Sell Endowment
People prefer to purchase endowment policy to fulfil their objective of insuring theirs and their loved ones lives. Endowment policies are a good method of investment which also provides a low financial risk to an individual. One usually invests in an endowment policy when they have a significant amount of money in surplus that they would like to save by investing in a low risk financial plan and usually includes paying the premium for the policy. There are moments in an individual's life when they are prompted to sell the endowment policy for a variety of reasons possible.
Hence, it is important that one must look for the best possible offer when selling their long saved endowment. A lot of calculations and a lot of factors go into deciding carefully what would be the best amount receivable. Most often than not, if you surrender the endowment policy to the insurance company the amount received is very low and hence, not justified.

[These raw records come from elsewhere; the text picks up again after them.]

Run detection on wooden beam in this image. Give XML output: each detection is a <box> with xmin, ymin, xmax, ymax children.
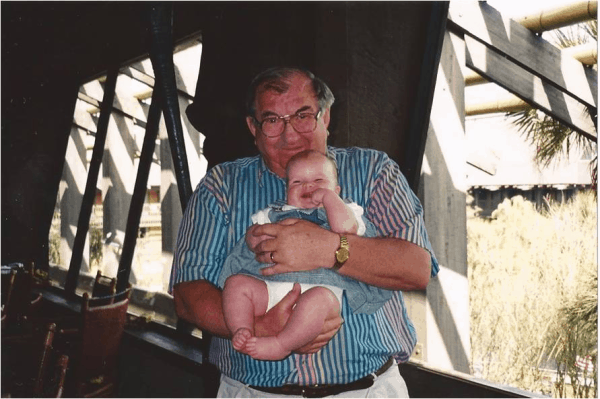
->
<box><xmin>120</xmin><ymin>66</ymin><xmax>195</xmax><ymax>101</ymax></box>
<box><xmin>464</xmin><ymin>36</ymin><xmax>596</xmax><ymax>140</ymax></box>
<box><xmin>448</xmin><ymin>1</ymin><xmax>597</xmax><ymax>109</ymax></box>
<box><xmin>77</xmin><ymin>91</ymin><xmax>147</xmax><ymax>129</ymax></box>
<box><xmin>466</xmin><ymin>42</ymin><xmax>598</xmax><ymax>86</ymax></box>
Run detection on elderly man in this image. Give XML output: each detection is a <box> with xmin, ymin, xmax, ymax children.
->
<box><xmin>170</xmin><ymin>67</ymin><xmax>438</xmax><ymax>397</ymax></box>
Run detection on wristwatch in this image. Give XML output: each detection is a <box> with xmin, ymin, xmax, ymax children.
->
<box><xmin>332</xmin><ymin>235</ymin><xmax>349</xmax><ymax>272</ymax></box>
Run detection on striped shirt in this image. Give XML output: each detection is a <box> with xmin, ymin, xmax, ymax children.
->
<box><xmin>169</xmin><ymin>146</ymin><xmax>439</xmax><ymax>387</ymax></box>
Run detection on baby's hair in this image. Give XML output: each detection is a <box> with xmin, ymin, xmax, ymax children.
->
<box><xmin>286</xmin><ymin>150</ymin><xmax>338</xmax><ymax>182</ymax></box>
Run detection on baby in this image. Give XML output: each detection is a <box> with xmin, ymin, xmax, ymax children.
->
<box><xmin>220</xmin><ymin>150</ymin><xmax>393</xmax><ymax>360</ymax></box>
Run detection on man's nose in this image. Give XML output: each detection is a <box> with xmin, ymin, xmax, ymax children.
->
<box><xmin>281</xmin><ymin>118</ymin><xmax>301</xmax><ymax>143</ymax></box>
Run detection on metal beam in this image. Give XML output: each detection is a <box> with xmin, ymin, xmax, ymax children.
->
<box><xmin>115</xmin><ymin>88</ymin><xmax>162</xmax><ymax>293</ymax></box>
<box><xmin>77</xmin><ymin>91</ymin><xmax>147</xmax><ymax>129</ymax></box>
<box><xmin>149</xmin><ymin>3</ymin><xmax>192</xmax><ymax>211</ymax></box>
<box><xmin>65</xmin><ymin>68</ymin><xmax>118</xmax><ymax>295</ymax></box>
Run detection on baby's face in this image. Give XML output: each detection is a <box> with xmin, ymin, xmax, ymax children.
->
<box><xmin>286</xmin><ymin>156</ymin><xmax>339</xmax><ymax>208</ymax></box>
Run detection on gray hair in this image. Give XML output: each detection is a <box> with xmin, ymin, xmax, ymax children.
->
<box><xmin>246</xmin><ymin>67</ymin><xmax>335</xmax><ymax>120</ymax></box>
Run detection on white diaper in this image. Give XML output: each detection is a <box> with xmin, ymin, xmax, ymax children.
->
<box><xmin>263</xmin><ymin>280</ymin><xmax>344</xmax><ymax>312</ymax></box>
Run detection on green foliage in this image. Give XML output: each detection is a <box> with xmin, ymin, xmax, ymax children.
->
<box><xmin>469</xmin><ymin>192</ymin><xmax>597</xmax><ymax>397</ymax></box>
<box><xmin>48</xmin><ymin>211</ymin><xmax>61</xmax><ymax>265</ymax></box>
<box><xmin>89</xmin><ymin>228</ymin><xmax>103</xmax><ymax>268</ymax></box>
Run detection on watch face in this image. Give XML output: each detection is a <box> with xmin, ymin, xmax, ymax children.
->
<box><xmin>336</xmin><ymin>248</ymin><xmax>349</xmax><ymax>263</ymax></box>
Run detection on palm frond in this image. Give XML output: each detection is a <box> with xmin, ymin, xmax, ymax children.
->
<box><xmin>507</xmin><ymin>22</ymin><xmax>597</xmax><ymax>186</ymax></box>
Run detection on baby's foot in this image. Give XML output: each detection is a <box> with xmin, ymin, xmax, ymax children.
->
<box><xmin>245</xmin><ymin>336</ymin><xmax>292</xmax><ymax>361</ymax></box>
<box><xmin>232</xmin><ymin>328</ymin><xmax>252</xmax><ymax>352</ymax></box>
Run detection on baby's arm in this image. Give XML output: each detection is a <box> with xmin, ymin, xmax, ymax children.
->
<box><xmin>311</xmin><ymin>188</ymin><xmax>358</xmax><ymax>234</ymax></box>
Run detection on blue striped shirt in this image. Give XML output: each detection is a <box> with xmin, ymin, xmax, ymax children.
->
<box><xmin>169</xmin><ymin>146</ymin><xmax>439</xmax><ymax>387</ymax></box>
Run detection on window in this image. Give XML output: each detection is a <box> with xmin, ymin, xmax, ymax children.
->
<box><xmin>49</xmin><ymin>35</ymin><xmax>206</xmax><ymax>327</ymax></box>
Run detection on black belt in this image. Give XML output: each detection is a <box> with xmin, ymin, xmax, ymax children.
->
<box><xmin>249</xmin><ymin>357</ymin><xmax>395</xmax><ymax>398</ymax></box>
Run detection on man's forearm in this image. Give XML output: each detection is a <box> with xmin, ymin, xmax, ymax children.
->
<box><xmin>336</xmin><ymin>234</ymin><xmax>431</xmax><ymax>291</ymax></box>
<box><xmin>173</xmin><ymin>280</ymin><xmax>232</xmax><ymax>338</ymax></box>
<box><xmin>256</xmin><ymin>220</ymin><xmax>432</xmax><ymax>290</ymax></box>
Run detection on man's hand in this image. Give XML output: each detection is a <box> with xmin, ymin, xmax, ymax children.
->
<box><xmin>246</xmin><ymin>224</ymin><xmax>276</xmax><ymax>254</ymax></box>
<box><xmin>254</xmin><ymin>283</ymin><xmax>343</xmax><ymax>354</ymax></box>
<box><xmin>295</xmin><ymin>312</ymin><xmax>343</xmax><ymax>354</ymax></box>
<box><xmin>254</xmin><ymin>283</ymin><xmax>301</xmax><ymax>337</ymax></box>
<box><xmin>252</xmin><ymin>219</ymin><xmax>338</xmax><ymax>276</ymax></box>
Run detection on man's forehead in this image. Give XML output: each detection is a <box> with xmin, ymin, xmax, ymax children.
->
<box><xmin>257</xmin><ymin>73</ymin><xmax>314</xmax><ymax>99</ymax></box>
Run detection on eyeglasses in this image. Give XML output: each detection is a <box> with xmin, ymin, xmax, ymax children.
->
<box><xmin>256</xmin><ymin>110</ymin><xmax>322</xmax><ymax>138</ymax></box>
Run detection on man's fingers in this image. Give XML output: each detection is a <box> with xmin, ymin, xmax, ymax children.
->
<box><xmin>294</xmin><ymin>313</ymin><xmax>343</xmax><ymax>354</ymax></box>
<box><xmin>253</xmin><ymin>218</ymin><xmax>299</xmax><ymax>237</ymax></box>
<box><xmin>277</xmin><ymin>218</ymin><xmax>299</xmax><ymax>226</ymax></box>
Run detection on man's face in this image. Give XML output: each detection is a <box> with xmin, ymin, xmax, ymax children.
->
<box><xmin>246</xmin><ymin>73</ymin><xmax>330</xmax><ymax>178</ymax></box>
<box><xmin>286</xmin><ymin>155</ymin><xmax>340</xmax><ymax>208</ymax></box>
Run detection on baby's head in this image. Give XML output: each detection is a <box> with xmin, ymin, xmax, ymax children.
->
<box><xmin>285</xmin><ymin>150</ymin><xmax>340</xmax><ymax>208</ymax></box>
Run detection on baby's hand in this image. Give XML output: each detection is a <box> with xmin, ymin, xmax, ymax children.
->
<box><xmin>309</xmin><ymin>188</ymin><xmax>335</xmax><ymax>207</ymax></box>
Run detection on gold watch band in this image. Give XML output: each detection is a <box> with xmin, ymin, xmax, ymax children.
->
<box><xmin>332</xmin><ymin>235</ymin><xmax>349</xmax><ymax>272</ymax></box>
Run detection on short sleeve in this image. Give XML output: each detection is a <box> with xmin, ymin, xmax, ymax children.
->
<box><xmin>345</xmin><ymin>201</ymin><xmax>367</xmax><ymax>236</ymax></box>
<box><xmin>168</xmin><ymin>172</ymin><xmax>231</xmax><ymax>293</ymax></box>
<box><xmin>367</xmin><ymin>157</ymin><xmax>439</xmax><ymax>278</ymax></box>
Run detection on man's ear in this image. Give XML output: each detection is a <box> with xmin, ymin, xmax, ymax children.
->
<box><xmin>322</xmin><ymin>108</ymin><xmax>331</xmax><ymax>129</ymax></box>
<box><xmin>246</xmin><ymin>116</ymin><xmax>258</xmax><ymax>138</ymax></box>
<box><xmin>335</xmin><ymin>185</ymin><xmax>341</xmax><ymax>195</ymax></box>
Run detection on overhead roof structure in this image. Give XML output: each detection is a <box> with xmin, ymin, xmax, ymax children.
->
<box><xmin>452</xmin><ymin>1</ymin><xmax>597</xmax><ymax>141</ymax></box>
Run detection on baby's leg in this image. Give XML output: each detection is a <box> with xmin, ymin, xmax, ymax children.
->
<box><xmin>245</xmin><ymin>286</ymin><xmax>340</xmax><ymax>360</ymax></box>
<box><xmin>222</xmin><ymin>274</ymin><xmax>269</xmax><ymax>352</ymax></box>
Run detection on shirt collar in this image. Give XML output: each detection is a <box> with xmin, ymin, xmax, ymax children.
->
<box><xmin>257</xmin><ymin>155</ymin><xmax>285</xmax><ymax>188</ymax></box>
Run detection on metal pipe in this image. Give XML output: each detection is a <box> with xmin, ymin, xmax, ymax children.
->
<box><xmin>65</xmin><ymin>69</ymin><xmax>118</xmax><ymax>295</ymax></box>
<box><xmin>465</xmin><ymin>71</ymin><xmax>487</xmax><ymax>86</ymax></box>
<box><xmin>564</xmin><ymin>42</ymin><xmax>598</xmax><ymax>65</ymax></box>
<box><xmin>466</xmin><ymin>94</ymin><xmax>530</xmax><ymax>116</ymax></box>
<box><xmin>517</xmin><ymin>1</ymin><xmax>598</xmax><ymax>33</ymax></box>
<box><xmin>115</xmin><ymin>88</ymin><xmax>162</xmax><ymax>294</ymax></box>
<box><xmin>148</xmin><ymin>3</ymin><xmax>193</xmax><ymax>211</ymax></box>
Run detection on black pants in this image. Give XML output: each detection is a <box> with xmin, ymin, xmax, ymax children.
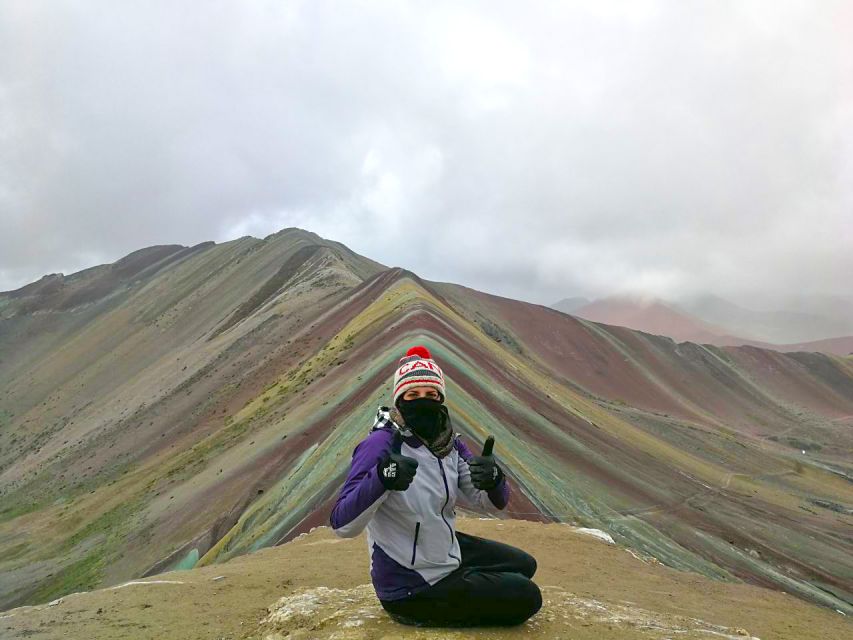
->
<box><xmin>380</xmin><ymin>530</ymin><xmax>542</xmax><ymax>627</ymax></box>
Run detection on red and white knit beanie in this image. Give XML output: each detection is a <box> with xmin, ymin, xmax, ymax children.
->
<box><xmin>393</xmin><ymin>345</ymin><xmax>446</xmax><ymax>406</ymax></box>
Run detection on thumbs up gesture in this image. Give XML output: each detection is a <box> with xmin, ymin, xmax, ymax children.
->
<box><xmin>468</xmin><ymin>435</ymin><xmax>504</xmax><ymax>490</ymax></box>
<box><xmin>377</xmin><ymin>429</ymin><xmax>419</xmax><ymax>491</ymax></box>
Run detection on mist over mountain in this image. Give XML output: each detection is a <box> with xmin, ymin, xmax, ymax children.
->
<box><xmin>677</xmin><ymin>293</ymin><xmax>853</xmax><ymax>344</ymax></box>
<box><xmin>550</xmin><ymin>293</ymin><xmax>853</xmax><ymax>355</ymax></box>
<box><xmin>550</xmin><ymin>297</ymin><xmax>591</xmax><ymax>315</ymax></box>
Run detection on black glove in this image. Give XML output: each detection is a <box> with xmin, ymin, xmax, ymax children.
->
<box><xmin>468</xmin><ymin>435</ymin><xmax>504</xmax><ymax>490</ymax></box>
<box><xmin>377</xmin><ymin>431</ymin><xmax>418</xmax><ymax>491</ymax></box>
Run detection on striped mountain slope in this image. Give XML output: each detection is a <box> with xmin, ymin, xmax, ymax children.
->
<box><xmin>1</xmin><ymin>229</ymin><xmax>851</xmax><ymax>616</ymax></box>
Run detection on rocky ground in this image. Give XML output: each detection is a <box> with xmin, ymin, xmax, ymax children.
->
<box><xmin>2</xmin><ymin>516</ymin><xmax>849</xmax><ymax>639</ymax></box>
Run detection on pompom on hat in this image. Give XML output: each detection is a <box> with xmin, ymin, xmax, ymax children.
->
<box><xmin>393</xmin><ymin>345</ymin><xmax>446</xmax><ymax>406</ymax></box>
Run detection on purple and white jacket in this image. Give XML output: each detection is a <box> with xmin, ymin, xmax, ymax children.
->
<box><xmin>329</xmin><ymin>406</ymin><xmax>511</xmax><ymax>601</ymax></box>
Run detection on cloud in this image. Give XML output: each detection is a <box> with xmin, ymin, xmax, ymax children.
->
<box><xmin>1</xmin><ymin>0</ymin><xmax>850</xmax><ymax>311</ymax></box>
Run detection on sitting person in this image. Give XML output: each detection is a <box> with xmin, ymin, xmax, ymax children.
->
<box><xmin>330</xmin><ymin>345</ymin><xmax>542</xmax><ymax>627</ymax></box>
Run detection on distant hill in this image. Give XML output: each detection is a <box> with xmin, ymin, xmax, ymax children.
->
<box><xmin>566</xmin><ymin>296</ymin><xmax>731</xmax><ymax>344</ymax></box>
<box><xmin>676</xmin><ymin>293</ymin><xmax>853</xmax><ymax>344</ymax></box>
<box><xmin>1</xmin><ymin>228</ymin><xmax>851</xmax><ymax>617</ymax></box>
<box><xmin>550</xmin><ymin>296</ymin><xmax>590</xmax><ymax>315</ymax></box>
<box><xmin>551</xmin><ymin>295</ymin><xmax>853</xmax><ymax>356</ymax></box>
<box><xmin>772</xmin><ymin>335</ymin><xmax>853</xmax><ymax>356</ymax></box>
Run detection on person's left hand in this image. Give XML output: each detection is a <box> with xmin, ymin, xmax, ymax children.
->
<box><xmin>468</xmin><ymin>435</ymin><xmax>504</xmax><ymax>490</ymax></box>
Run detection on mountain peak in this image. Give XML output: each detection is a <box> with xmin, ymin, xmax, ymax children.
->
<box><xmin>261</xmin><ymin>227</ymin><xmax>322</xmax><ymax>242</ymax></box>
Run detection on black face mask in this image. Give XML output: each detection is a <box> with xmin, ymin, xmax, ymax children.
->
<box><xmin>397</xmin><ymin>397</ymin><xmax>447</xmax><ymax>442</ymax></box>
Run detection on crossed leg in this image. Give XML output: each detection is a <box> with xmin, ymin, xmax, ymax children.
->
<box><xmin>455</xmin><ymin>530</ymin><xmax>538</xmax><ymax>577</ymax></box>
<box><xmin>380</xmin><ymin>530</ymin><xmax>541</xmax><ymax>627</ymax></box>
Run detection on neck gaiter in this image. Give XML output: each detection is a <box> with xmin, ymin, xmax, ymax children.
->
<box><xmin>394</xmin><ymin>397</ymin><xmax>455</xmax><ymax>458</ymax></box>
<box><xmin>397</xmin><ymin>397</ymin><xmax>446</xmax><ymax>441</ymax></box>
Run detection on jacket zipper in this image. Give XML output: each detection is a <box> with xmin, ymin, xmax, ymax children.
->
<box><xmin>436</xmin><ymin>457</ymin><xmax>460</xmax><ymax>562</ymax></box>
<box><xmin>411</xmin><ymin>521</ymin><xmax>420</xmax><ymax>565</ymax></box>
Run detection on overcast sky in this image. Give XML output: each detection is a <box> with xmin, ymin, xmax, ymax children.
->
<box><xmin>1</xmin><ymin>1</ymin><xmax>850</xmax><ymax>309</ymax></box>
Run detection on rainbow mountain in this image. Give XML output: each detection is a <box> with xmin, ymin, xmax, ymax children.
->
<box><xmin>1</xmin><ymin>228</ymin><xmax>851</xmax><ymax>614</ymax></box>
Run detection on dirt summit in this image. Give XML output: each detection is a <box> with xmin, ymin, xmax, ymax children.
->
<box><xmin>2</xmin><ymin>516</ymin><xmax>849</xmax><ymax>640</ymax></box>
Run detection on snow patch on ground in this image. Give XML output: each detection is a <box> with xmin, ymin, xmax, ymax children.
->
<box><xmin>110</xmin><ymin>580</ymin><xmax>186</xmax><ymax>590</ymax></box>
<box><xmin>625</xmin><ymin>547</ymin><xmax>661</xmax><ymax>565</ymax></box>
<box><xmin>564</xmin><ymin>526</ymin><xmax>616</xmax><ymax>544</ymax></box>
<box><xmin>300</xmin><ymin>538</ymin><xmax>345</xmax><ymax>547</ymax></box>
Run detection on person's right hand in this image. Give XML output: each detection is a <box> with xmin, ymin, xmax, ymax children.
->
<box><xmin>377</xmin><ymin>431</ymin><xmax>418</xmax><ymax>491</ymax></box>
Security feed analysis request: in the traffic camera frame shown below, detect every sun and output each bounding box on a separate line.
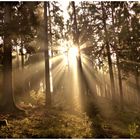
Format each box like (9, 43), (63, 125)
(68, 47), (78, 58)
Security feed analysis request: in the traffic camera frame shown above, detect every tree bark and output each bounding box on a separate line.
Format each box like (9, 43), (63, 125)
(44, 2), (51, 106)
(48, 2), (53, 57)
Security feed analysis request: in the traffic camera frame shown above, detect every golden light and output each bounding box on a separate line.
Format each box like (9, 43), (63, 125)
(68, 47), (78, 58)
(63, 47), (78, 66)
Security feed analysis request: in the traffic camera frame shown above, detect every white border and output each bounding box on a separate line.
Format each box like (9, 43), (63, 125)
(0, 0), (139, 2)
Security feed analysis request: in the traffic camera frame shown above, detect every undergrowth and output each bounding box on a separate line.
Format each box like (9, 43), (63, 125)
(1, 91), (140, 138)
(0, 107), (93, 138)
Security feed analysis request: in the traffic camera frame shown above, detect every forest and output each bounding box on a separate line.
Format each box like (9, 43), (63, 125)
(0, 1), (140, 138)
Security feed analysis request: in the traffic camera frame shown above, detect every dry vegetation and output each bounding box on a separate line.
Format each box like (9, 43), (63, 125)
(0, 91), (140, 138)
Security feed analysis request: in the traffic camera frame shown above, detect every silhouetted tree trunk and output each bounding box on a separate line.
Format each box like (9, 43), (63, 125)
(21, 37), (24, 69)
(135, 68), (140, 99)
(71, 1), (89, 98)
(44, 1), (51, 106)
(111, 4), (123, 110)
(101, 2), (115, 99)
(0, 4), (22, 112)
(48, 2), (53, 57)
(16, 45), (20, 68)
(71, 1), (82, 69)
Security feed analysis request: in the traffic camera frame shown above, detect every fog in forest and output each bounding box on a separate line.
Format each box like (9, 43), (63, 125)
(0, 1), (140, 138)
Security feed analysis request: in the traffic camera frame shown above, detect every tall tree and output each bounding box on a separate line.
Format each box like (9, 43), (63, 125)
(110, 2), (124, 109)
(71, 1), (82, 68)
(44, 1), (51, 106)
(101, 2), (116, 98)
(0, 3), (23, 112)
(118, 2), (140, 99)
(48, 2), (53, 56)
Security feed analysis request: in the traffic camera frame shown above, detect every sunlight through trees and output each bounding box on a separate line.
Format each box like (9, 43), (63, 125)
(0, 1), (139, 138)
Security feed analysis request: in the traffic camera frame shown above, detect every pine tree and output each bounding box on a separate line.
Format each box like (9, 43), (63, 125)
(44, 1), (51, 106)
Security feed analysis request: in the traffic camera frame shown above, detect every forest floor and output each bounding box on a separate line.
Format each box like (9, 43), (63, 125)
(0, 93), (140, 138)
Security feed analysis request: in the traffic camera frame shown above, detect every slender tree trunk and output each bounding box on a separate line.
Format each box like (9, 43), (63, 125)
(21, 37), (24, 69)
(48, 2), (53, 57)
(71, 1), (89, 98)
(135, 68), (140, 102)
(16, 45), (20, 68)
(44, 2), (51, 106)
(111, 5), (124, 110)
(101, 2), (115, 99)
(71, 1), (82, 69)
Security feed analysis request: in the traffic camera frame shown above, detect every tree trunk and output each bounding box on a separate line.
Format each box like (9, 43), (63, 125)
(21, 37), (24, 69)
(111, 5), (123, 110)
(48, 2), (53, 57)
(71, 1), (89, 98)
(101, 2), (115, 99)
(44, 2), (51, 106)
(71, 1), (82, 69)
(16, 45), (20, 68)
(0, 4), (23, 113)
(135, 68), (140, 103)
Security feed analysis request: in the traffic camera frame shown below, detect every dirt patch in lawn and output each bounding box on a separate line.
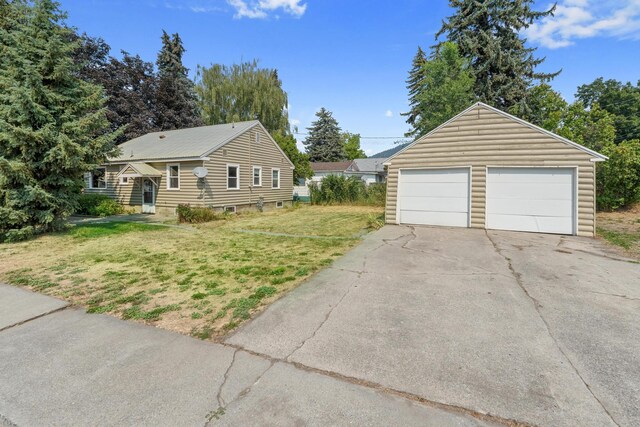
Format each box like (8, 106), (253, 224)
(0, 205), (382, 339)
(597, 205), (640, 260)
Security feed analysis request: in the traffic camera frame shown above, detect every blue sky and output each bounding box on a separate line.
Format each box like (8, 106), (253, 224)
(62, 0), (640, 155)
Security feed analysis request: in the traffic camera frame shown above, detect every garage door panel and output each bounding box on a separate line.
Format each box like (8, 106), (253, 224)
(487, 198), (573, 217)
(486, 214), (574, 234)
(401, 169), (469, 183)
(488, 168), (574, 183)
(400, 196), (468, 213)
(487, 168), (574, 235)
(400, 182), (469, 198)
(401, 210), (469, 227)
(398, 168), (470, 228)
(487, 182), (573, 200)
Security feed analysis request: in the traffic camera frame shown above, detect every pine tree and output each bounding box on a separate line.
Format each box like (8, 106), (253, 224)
(0, 0), (118, 241)
(303, 108), (345, 162)
(402, 47), (427, 137)
(155, 31), (202, 130)
(437, 0), (560, 111)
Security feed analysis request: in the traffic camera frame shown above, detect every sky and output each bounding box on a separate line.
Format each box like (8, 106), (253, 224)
(61, 0), (640, 155)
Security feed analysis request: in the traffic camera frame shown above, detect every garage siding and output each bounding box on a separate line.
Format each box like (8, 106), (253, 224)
(385, 105), (597, 236)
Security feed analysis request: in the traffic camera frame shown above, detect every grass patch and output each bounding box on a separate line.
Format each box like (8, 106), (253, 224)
(0, 205), (382, 338)
(69, 222), (165, 239)
(597, 227), (638, 249)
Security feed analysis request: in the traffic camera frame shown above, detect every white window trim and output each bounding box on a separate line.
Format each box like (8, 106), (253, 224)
(119, 176), (129, 185)
(224, 205), (237, 213)
(271, 168), (280, 189)
(227, 164), (240, 190)
(252, 166), (262, 187)
(166, 163), (181, 190)
(89, 167), (107, 189)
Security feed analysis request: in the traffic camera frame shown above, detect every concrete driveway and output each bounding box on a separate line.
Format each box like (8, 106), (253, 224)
(227, 225), (640, 427)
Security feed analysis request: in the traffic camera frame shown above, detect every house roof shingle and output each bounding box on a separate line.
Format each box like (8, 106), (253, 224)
(109, 120), (259, 162)
(311, 161), (354, 172)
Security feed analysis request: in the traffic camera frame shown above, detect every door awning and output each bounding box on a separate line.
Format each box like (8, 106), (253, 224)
(116, 162), (163, 178)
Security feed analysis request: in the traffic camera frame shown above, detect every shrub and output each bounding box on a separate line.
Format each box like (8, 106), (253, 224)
(310, 175), (386, 206)
(77, 194), (125, 217)
(176, 204), (219, 223)
(597, 139), (640, 211)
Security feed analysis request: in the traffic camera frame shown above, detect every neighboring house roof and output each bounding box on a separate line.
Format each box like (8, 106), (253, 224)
(311, 161), (354, 172)
(350, 158), (386, 173)
(109, 120), (259, 162)
(369, 142), (410, 159)
(385, 102), (608, 163)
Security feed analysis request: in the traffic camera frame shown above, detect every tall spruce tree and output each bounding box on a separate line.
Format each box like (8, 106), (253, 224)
(437, 0), (560, 111)
(402, 47), (427, 137)
(155, 31), (202, 130)
(303, 108), (345, 162)
(0, 0), (117, 241)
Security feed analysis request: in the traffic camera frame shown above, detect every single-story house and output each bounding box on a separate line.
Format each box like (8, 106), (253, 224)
(85, 120), (295, 214)
(384, 102), (607, 237)
(309, 159), (386, 185)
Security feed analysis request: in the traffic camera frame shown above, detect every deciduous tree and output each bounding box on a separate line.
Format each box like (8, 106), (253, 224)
(342, 132), (365, 159)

So, a much better alternative is to sell your policy to a broker or a company which buys second hand policies and pays a much bigger amount. It is a wise decision to take a quote from a number of companies or brokers before selling an endowment policy.
There are various kinds of policies and there are a few which cannot be sold to second hand market. One such type is unit linked endowment which cannot be sold, though other options are available.
If you posses a "with profits endowment" then a number of companies will offer to buy it at a very good price. The quote one receives for these can even be about 10-15 percent higher than what a insurance company can pay in most cases. It is very important to remember that you can only make a good profit if the endowment has been running for a considerable amount of time. If the surrender value of an endowment is significant, it will be much easier to sell it to a company which buys second hand endowments at a much higher price.
Once you freeze the offer for the endowment policy, you can expect payment as soon as four weeks. In some cases it could take slightly longer. This is an important factor for people who are selling their endowment policy due to some financial crisis or emergency. You can also make your endowment policy "paid up" to make some money from it as an alternative. This actually entails that you will stop paying premium on the policy and in effect gets a much smaller sum when the policy matures.
Another option available to you is to take a loan against the policy. This is a good choice if you have an endowment that is certain to sell at very good price once it matures.
It is always a good idea to take advice from an expert before you make any decisions about the endowment policy. These people are best certified to assist you in making the right decision with your policy.